Personal information
- Full name: Danilo Andrés Al-Saed Alvarado
- Date of birth: 24 February 1999 (age 27)
- Place of birth: Bålsta, Sweden
- Height: 1.78 m (5 ft 10 in)
- Position: Midfielder

Team information
- Current team: HamKam
- Number: 24

Youth career
- FC Järfälla
- Spånga IS FK
- Håbo FF

Senior career*
- Years: Team / Apps / (Gls)
- 2015–2017: Håbo / 53 / (10)
- 2018: Arameisk-Syrianska / 0 / (0)
- 2018–2019: Håbo / 26 / (15)
- 2020: Enköping / 13 / (6)
- 2021–2022: Sandviken / 54 / (9)
- 2023–2024: Sandefjord / 36 / (12)
- 2024–2025: Heerenveen / 6 / (0)
- 2025: → AIK (loan) / 0 / (0)
- 2025–: BK Häcken / 13 / (0)
- 2026–: → HamKam (loan) / 4 / (1)

International career^{‡}
- 2023–: Iraq / 5 / (0)

= Danilo Al-Saed =

Iraqi footballer

Danilo Andrés Al-Saed Alvarado (born 24 February 1999) is a professional footballer who plays as a left winger for HamKam, on loan from BK Häcken.
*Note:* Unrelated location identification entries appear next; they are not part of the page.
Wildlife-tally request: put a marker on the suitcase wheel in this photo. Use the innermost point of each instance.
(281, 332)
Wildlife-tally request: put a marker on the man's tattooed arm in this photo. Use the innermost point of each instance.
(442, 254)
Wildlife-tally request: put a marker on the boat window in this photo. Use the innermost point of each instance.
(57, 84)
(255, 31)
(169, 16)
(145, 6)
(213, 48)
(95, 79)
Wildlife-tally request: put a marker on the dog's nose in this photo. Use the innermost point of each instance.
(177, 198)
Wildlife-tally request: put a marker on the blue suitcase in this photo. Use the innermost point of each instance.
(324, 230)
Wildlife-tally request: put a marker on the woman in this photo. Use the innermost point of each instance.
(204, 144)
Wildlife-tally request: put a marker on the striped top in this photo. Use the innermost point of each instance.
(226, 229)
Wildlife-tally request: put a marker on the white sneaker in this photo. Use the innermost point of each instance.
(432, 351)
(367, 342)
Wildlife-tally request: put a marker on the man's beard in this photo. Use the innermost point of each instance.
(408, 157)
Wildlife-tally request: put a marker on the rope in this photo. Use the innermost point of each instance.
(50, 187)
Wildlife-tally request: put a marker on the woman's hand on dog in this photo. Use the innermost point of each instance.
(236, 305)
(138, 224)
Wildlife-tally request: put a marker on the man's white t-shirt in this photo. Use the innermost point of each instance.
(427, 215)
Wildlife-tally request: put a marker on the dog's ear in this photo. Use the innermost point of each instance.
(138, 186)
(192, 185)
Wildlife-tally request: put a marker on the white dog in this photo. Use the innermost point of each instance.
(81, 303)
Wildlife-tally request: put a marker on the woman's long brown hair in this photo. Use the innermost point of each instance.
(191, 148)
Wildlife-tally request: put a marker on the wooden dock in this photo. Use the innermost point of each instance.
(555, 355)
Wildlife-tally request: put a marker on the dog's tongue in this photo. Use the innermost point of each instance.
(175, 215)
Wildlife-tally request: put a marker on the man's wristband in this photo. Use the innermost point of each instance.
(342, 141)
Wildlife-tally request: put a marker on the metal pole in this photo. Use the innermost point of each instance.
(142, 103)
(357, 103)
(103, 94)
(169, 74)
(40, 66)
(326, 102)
Born in Sweden, he plays for the Iraq national team.

==Club career==
Following a slow career progress, he took a year off football and started again in the sixth tier, Division 4. He eventually moved up the football system to Enköpings SK FK and then Sandvikens IF. A foreign club also showed interest for Al-Saed, this being Norwegian IK Start, but the move did not materialize. Al-Saed stayed in Sandviken, and did not play competitively for Iraq U23 either, stating that his father advised against it.

The move to Norway came one year later, to Sandefjord during the winter transfer window. Performing well in the initial third of the season, with four goals and one assist in ten games, IFK Göteborg were reportedly interested in him.

On 10 January 2025, Al-Saed joined AIK in Sweden on loan until 30 June 2025, with an option to buy.

On 16 July 2025, Al-Saed joined BK Häcken on a contract until end of 2028.

On 21 July 2026, Al-Saed joined Norwegian side HamKam on a loan-deal.

==International career==
In early 2022, Al-Saed was invited to a training camp for the Iraqi U23 national team.

In October 2023, Al-Saed received his first call-up to the Iraqi senior national team for the 2023 Jordan International Tournament.

==Personal life==
Al-Saed hails from Bålsta, and is the son of an Iraqi father and Chilean mother.